Thanks, CS. Someday I want to be able to do furniture-grade projects and realize I've gotta start somewhere. I'm already a master at bolting large pieces of wood together that don't necessarily have to look good. So I guess I'm making progress. LOL!

Luckily, my buddy and his wife are utilitarian people and are quite happy with their storage bin shelf unit...er, shoe rack. Because that's pretty much my level of woodworking skill ATM. Addtionally, I am horrible with finishing. Paint/stain/sanding b/t coats...I'm all thumbs with that.

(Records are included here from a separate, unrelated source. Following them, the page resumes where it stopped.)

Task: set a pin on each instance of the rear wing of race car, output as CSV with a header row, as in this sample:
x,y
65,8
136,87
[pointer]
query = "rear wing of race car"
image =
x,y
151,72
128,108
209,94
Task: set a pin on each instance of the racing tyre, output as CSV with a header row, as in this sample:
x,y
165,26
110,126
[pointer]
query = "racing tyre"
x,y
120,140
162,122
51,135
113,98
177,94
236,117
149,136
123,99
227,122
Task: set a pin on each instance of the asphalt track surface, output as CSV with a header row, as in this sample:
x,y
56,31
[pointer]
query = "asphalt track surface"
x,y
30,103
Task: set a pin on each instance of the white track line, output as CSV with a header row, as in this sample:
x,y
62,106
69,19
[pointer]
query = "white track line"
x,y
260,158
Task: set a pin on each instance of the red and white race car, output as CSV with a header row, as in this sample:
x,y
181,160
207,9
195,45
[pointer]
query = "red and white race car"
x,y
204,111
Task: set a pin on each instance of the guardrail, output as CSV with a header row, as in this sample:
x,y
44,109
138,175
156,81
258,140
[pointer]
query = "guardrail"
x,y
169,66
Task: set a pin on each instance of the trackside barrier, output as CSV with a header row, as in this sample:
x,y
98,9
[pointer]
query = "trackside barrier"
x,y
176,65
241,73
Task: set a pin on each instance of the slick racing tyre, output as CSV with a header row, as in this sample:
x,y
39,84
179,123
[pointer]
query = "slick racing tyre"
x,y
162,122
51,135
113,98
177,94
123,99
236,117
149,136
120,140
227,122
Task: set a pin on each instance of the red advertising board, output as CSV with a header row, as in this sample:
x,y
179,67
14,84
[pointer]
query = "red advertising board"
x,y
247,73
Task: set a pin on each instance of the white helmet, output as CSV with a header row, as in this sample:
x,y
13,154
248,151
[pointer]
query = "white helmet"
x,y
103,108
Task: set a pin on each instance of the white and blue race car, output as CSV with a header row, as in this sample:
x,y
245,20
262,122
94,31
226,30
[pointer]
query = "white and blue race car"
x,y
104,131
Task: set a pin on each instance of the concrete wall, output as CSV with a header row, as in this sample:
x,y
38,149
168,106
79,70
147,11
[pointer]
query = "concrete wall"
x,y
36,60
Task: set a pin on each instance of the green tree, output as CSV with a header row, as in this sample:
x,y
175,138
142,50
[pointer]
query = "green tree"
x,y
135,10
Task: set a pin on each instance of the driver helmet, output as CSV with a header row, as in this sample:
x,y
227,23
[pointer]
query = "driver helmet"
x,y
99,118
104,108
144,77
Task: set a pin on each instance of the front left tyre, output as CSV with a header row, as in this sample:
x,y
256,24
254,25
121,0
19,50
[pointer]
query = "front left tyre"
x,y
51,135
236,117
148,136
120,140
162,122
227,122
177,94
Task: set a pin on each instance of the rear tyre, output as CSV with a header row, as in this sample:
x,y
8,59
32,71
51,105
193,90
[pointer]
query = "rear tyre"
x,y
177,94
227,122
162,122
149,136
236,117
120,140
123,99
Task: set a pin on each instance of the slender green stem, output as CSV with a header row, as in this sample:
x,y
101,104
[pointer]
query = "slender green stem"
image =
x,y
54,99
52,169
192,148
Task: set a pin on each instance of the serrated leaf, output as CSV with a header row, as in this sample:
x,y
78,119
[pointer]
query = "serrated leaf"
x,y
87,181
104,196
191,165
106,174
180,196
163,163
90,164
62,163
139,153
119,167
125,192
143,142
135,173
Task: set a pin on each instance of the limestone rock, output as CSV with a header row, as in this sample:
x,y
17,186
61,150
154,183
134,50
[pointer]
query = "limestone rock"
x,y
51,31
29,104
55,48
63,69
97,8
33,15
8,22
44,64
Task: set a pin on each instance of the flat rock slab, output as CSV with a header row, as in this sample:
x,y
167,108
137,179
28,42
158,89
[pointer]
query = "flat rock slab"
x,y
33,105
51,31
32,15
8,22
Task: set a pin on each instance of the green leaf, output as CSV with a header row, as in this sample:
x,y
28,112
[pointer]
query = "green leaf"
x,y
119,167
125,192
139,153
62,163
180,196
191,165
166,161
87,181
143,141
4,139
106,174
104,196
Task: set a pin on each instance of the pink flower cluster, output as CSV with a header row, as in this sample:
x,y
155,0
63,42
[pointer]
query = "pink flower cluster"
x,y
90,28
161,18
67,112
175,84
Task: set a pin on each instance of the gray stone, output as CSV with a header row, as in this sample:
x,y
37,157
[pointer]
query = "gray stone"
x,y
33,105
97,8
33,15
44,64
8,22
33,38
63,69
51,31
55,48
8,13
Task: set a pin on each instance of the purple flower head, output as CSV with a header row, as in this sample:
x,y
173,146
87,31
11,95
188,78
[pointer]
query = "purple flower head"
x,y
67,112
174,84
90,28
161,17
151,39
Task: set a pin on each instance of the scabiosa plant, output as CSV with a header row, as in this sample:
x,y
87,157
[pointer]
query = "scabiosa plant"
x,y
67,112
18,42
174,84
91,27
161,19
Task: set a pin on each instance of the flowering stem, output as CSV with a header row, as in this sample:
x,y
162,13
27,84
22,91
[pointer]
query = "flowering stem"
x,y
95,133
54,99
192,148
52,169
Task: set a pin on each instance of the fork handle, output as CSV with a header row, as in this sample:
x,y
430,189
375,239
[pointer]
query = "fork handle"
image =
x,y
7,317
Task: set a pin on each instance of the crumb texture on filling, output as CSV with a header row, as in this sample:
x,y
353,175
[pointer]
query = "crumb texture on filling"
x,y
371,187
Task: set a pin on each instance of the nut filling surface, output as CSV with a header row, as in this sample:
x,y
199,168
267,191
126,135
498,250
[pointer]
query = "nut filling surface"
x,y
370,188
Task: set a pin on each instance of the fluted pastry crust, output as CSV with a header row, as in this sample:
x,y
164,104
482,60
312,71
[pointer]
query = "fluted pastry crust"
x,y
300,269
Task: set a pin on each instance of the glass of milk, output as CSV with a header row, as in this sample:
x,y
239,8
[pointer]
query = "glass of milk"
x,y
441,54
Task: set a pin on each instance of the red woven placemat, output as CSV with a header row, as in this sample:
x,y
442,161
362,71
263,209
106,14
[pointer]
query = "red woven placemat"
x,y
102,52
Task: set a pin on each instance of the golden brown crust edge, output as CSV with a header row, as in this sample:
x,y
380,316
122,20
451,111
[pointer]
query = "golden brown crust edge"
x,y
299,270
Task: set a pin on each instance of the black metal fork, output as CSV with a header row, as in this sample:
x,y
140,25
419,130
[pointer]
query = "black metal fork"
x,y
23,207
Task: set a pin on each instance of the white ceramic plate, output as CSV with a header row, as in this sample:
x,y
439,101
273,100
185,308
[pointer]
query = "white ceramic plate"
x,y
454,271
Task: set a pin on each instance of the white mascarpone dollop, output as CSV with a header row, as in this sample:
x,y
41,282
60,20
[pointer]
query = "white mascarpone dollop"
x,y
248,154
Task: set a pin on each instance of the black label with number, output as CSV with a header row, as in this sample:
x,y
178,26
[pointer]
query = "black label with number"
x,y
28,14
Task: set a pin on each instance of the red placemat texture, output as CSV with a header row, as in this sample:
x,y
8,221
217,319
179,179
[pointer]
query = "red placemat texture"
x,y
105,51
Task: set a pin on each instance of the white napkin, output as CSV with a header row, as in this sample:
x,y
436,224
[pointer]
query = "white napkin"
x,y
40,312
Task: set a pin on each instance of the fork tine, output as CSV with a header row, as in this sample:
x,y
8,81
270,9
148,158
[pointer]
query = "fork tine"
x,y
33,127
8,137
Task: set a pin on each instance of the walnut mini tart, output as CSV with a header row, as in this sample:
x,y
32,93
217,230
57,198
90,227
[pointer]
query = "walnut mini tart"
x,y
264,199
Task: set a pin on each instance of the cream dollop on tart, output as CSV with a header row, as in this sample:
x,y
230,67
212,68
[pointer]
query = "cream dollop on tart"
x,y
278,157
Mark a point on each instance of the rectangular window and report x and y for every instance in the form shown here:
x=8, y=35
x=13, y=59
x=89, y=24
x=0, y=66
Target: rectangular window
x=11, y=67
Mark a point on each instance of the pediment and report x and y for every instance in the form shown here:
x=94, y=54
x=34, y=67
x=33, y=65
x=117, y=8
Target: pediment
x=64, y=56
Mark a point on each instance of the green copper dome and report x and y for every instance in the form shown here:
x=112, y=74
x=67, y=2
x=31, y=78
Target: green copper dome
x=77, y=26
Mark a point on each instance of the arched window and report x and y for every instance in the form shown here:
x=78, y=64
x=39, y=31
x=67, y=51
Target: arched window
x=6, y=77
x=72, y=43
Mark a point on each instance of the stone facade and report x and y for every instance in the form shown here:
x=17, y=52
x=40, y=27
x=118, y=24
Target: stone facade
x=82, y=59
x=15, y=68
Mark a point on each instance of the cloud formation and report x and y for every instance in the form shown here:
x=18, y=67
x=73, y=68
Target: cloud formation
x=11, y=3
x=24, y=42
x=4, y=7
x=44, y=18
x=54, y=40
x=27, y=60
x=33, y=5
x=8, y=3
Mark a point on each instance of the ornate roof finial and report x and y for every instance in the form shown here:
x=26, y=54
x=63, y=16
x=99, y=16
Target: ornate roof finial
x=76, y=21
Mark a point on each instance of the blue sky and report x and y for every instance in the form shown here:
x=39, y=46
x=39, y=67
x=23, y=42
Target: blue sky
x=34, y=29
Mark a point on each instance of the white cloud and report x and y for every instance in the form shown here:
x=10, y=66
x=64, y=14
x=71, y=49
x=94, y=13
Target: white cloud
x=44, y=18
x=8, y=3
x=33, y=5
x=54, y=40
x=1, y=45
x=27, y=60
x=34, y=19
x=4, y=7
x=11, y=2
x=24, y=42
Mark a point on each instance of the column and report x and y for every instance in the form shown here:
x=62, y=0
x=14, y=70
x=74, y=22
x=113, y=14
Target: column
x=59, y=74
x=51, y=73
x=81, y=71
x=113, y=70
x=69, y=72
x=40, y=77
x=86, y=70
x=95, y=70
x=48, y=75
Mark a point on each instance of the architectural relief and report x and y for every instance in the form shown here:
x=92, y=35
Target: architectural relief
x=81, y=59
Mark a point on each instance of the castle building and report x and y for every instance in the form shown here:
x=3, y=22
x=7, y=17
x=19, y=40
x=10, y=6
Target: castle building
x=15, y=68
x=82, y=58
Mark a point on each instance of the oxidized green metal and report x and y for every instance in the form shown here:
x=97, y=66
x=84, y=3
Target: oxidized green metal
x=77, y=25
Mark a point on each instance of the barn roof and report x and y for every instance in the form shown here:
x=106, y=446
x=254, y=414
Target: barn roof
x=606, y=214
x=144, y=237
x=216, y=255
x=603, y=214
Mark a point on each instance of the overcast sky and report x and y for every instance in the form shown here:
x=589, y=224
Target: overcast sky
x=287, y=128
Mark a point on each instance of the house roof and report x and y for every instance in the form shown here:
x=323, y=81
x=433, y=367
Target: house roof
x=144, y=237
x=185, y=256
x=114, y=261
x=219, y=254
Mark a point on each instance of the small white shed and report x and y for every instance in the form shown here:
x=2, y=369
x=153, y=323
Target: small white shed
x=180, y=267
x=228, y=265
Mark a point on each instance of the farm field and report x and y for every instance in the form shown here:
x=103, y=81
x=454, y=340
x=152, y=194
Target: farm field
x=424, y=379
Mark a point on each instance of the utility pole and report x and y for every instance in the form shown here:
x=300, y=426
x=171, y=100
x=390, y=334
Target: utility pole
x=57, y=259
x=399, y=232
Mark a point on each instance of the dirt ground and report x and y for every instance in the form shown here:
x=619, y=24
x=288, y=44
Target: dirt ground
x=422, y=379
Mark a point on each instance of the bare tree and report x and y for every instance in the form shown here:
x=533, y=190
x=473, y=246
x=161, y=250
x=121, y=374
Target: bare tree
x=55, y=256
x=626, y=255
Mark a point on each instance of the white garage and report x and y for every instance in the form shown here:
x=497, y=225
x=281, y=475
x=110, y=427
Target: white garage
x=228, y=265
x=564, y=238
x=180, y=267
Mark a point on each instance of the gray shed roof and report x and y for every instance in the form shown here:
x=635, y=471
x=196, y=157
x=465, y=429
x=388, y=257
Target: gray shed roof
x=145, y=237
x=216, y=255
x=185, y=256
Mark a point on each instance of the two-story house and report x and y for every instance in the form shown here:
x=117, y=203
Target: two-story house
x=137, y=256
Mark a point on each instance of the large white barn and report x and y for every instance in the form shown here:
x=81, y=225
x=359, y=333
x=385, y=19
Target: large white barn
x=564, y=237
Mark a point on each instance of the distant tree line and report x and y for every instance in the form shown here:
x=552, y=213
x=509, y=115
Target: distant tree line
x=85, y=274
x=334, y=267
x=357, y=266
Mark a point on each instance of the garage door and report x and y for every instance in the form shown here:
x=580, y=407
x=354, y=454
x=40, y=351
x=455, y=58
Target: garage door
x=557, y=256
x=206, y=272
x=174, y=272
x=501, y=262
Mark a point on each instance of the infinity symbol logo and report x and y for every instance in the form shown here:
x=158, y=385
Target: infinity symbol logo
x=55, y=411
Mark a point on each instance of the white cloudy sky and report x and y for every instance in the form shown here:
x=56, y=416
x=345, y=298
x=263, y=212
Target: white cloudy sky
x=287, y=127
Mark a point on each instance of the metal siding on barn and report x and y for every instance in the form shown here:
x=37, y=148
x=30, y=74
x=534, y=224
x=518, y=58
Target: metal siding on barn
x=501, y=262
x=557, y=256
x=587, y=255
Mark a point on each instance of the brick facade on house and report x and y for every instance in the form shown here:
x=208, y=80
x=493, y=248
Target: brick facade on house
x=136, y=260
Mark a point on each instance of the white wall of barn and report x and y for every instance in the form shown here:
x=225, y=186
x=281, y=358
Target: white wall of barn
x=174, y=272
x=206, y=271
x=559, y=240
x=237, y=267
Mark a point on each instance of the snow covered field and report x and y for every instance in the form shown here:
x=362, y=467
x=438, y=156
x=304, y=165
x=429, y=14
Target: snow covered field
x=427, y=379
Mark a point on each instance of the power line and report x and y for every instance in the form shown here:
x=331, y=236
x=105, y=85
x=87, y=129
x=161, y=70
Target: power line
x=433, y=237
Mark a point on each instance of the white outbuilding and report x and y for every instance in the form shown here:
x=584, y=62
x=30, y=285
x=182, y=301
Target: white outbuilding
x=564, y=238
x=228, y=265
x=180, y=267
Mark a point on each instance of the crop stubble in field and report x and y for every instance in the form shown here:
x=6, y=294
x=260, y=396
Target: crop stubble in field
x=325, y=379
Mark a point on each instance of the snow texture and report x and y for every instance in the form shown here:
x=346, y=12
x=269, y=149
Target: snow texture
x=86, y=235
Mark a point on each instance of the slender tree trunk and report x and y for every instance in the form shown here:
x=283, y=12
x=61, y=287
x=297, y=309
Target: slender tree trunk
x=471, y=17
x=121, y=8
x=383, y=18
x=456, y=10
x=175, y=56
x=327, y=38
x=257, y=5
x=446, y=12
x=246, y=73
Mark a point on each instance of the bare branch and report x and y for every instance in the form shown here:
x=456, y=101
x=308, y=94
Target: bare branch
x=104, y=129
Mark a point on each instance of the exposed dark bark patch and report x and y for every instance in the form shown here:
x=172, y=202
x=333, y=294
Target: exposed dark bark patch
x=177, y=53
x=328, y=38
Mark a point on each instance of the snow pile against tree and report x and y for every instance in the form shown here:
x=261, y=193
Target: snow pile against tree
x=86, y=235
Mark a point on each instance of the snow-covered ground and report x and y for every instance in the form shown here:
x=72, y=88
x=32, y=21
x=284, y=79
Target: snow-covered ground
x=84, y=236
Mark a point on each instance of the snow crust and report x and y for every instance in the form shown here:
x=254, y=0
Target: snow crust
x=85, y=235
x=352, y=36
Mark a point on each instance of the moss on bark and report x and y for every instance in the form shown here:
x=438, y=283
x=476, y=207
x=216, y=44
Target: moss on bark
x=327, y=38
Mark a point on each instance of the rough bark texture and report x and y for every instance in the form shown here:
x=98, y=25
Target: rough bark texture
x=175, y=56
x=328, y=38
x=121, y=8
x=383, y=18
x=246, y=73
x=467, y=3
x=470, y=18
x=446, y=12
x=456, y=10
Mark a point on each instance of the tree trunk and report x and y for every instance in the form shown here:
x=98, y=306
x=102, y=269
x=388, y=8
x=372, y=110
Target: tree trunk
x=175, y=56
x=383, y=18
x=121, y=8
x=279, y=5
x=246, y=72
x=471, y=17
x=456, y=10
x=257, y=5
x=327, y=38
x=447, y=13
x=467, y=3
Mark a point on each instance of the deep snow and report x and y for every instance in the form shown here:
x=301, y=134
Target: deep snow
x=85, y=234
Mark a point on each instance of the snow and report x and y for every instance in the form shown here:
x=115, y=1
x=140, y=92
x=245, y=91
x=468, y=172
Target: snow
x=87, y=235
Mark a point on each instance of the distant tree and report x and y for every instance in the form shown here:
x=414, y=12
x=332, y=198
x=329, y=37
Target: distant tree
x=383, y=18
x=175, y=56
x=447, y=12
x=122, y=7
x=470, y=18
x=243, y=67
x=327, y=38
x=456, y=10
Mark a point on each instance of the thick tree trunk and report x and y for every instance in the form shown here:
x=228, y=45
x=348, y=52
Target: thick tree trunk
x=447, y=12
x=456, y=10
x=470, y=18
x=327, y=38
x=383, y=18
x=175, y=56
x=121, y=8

My wife would love a custom shoe rack...but MY WIFE...she wants the rack made of alternating-height dowels that that the heels delicately rest on and different heights b/t levels for short, medium and high heels AND the dowels different colors to aid in shoe-sorting and selection AND and heights interchangable AND "Oh! I got a splinter...make it more smooth and soft!"...and now you know why I specialize in plywood-garage-bench-quality-construction. :ninja:


----------



## ddreese (Aug 16, 2012)

Looks great. I wouldn't have thought to cut the dados for the shelves like that. I will have to remember that for in the future.


----------



## MagGeorge (Jul 5, 2012)

A great looking and sturdy shoe rack! Like the great build and joinery. A great project to be proud of.


----------



## EWerner (Oct 14, 2010)

I like how all the joints are nice and tight so you must of done some test fitting before cutting all gazillion dados. Nice job. Is twenty cubbies enough?:smile: My wife would need two of those.

Eric


----------



## sanchez (Feb 18, 2010)

Looks good, nice project. The fact that it is nice and square with all those joints means you're doing something right!


----------



## mikeintexas (Oct 25, 2011)

EWerner said:


> I like how all the joints are nice and tight so you must of done some test fitting before cutting all gazillion dados. Nice job. Is twenty cubbies enough?:smile: My wife would need two of those.
> 
> Eric


Ironically, my buddy emailed me today and asked me to build another one. Seriously. LOL! The next build will be done in half the time this took, now that I have half a clue of what I'm doing.


----------



## mikeintexas (Oct 25, 2011)

ddreese said:


> Looks great. I wouldn't have thought to cut the dados for the shelves like that. I will have to remember that for in the future.


I didn't either. Credit goes to RogerInColorado for that one. :thumbsup: It works VERY well.


----------



## <*(((>< (Feb 24, 2010)

Nice work Mike, add 4 legs some trim and crown and you just built what I built, that you had commented on. 

Should have made two of those :laughing:

I'm sure your buddies wife will be self conscious about her smelly feet around you with the breathing holes you put in that rack :laughing:

I'm sure your buddies wife will love it, very functional


----------



## BZawat (Sep 21, 2012)

That came out great! You built it exactly how I would have. Was going to toss my 2 cents in on your other thread but Roger said all that needed said. A job well done! Keep em coming


----------



## kjhart0133 (Feb 4, 2009)

Very nicely done. I'd suggest, if you haven't done so already, adding a 'shim' or some appropriately dimensioned piece(s) under the bottom shelf to prevent sagging over time, which it will definitely do if not supported.

Kevin H.


----------



## Smith Brother (Dec 9, 2012)

Looks like it will hold 60-80 pairs, or more, maybe a purse or two, or three, or a zillion. LOL It's a GIRL THING...... 

Nothing wrong with building/sharing a basic build. Nice job.

Dale in Indy


----------



## rayking49 (Nov 6, 2011)

shopman said:


> Although the project seems simple you are utilizing measuring and construction techniques that carry over into all types and level of projects. be proud of what you made. you did it yourself and did a good job.:thumbsup:


+1 to this, and as I said it looks great.


----------